How to choose a factoring service

When it comes to selecting the right factoring service for you, Perl said that first you should consider your business's needs. 

"It'simportant to evaluate your needs and your company before just calling any factor because if your business does a lot of importing for exporting, there will be only a few factors able to handle this type of transaction smoothly and with experience," Perl said. "Small businesses need to have a global perspective and know if their business needs these items in the future as well."

Beyond just evaluating the needs of your business, you should also make sure that your factoring service has experience dealing with your particular industry. Don't settle for a one-size-fits-all lender, Applegate warned.

"A jack-of-all-trades is a master of none. When you want the best results, you go to a specialist, not someone who dabbles in a little bit of everything." Applegate said.
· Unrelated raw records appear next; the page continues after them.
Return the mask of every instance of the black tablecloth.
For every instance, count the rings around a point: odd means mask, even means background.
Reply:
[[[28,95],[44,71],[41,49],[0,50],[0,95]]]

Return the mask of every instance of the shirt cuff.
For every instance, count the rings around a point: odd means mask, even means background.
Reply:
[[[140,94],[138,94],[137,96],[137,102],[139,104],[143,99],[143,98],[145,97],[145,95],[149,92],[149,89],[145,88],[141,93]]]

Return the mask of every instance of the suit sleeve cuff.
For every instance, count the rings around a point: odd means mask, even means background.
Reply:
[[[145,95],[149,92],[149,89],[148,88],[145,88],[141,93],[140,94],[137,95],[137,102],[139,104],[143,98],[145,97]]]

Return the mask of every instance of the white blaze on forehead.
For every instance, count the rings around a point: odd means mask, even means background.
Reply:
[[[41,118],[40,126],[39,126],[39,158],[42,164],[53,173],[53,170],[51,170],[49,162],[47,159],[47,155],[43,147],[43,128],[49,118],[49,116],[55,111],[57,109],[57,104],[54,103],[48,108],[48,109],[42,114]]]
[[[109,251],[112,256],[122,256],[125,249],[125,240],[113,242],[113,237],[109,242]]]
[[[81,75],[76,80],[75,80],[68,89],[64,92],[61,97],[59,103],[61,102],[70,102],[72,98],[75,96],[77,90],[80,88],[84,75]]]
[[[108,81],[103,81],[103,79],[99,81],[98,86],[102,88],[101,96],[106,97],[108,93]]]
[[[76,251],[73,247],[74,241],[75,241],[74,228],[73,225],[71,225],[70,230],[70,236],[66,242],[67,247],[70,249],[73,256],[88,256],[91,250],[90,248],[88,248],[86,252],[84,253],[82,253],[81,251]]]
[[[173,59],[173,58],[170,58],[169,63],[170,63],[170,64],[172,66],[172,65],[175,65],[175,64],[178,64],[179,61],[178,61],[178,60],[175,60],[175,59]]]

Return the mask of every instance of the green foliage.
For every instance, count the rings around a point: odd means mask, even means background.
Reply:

Applegate also said that business owners should be sure that the factoring service they choose is customer-service oriented. Look for a factoring company that will treat you as a partner and maintain a high level of customer service when dealing with your clients and customers, he advised.

And when it comes to your relationship with your lender, Perl said it's important to be able to meet with your potential factoring service.

"Invoice factoring is very relationship-driven and your business could have large benefits if the factor really knows you and your staff," Perl said, adding that you should talk to management – not just sales staff – and make sure you're really comfortable with the company.

Before you select a factor

Thinking about using a factoring service? Before you decide to pursue factoring or choose a lender, our experts said you should ask yourself these 10 questions:

  • Are we having cash flow problems?
  • Is our business too new to qualify for traditional lending?
  • Do we have a gross margin over 20 percent?
  • Do we need factoring year-round or seasonally?
  • Do we need a lot of capital, or just small advances?
  • Can our current lender keep up with our growth?
  • Does this factoring service's terms meet our needs?
  • Is this factoring service experienced in our specific industry?
  • Do we feel comfortable trusting this lender/factoring service?
  • What level of service can we (and our customers) expect from this factoring company?

Your answers to these questions should help you determine what your funding needs are and whether or not a factoring service can help you meet those needs. If factoring sounds like the right option for your business, be sure to consider your research as well as your responses to find the best factoring service for you.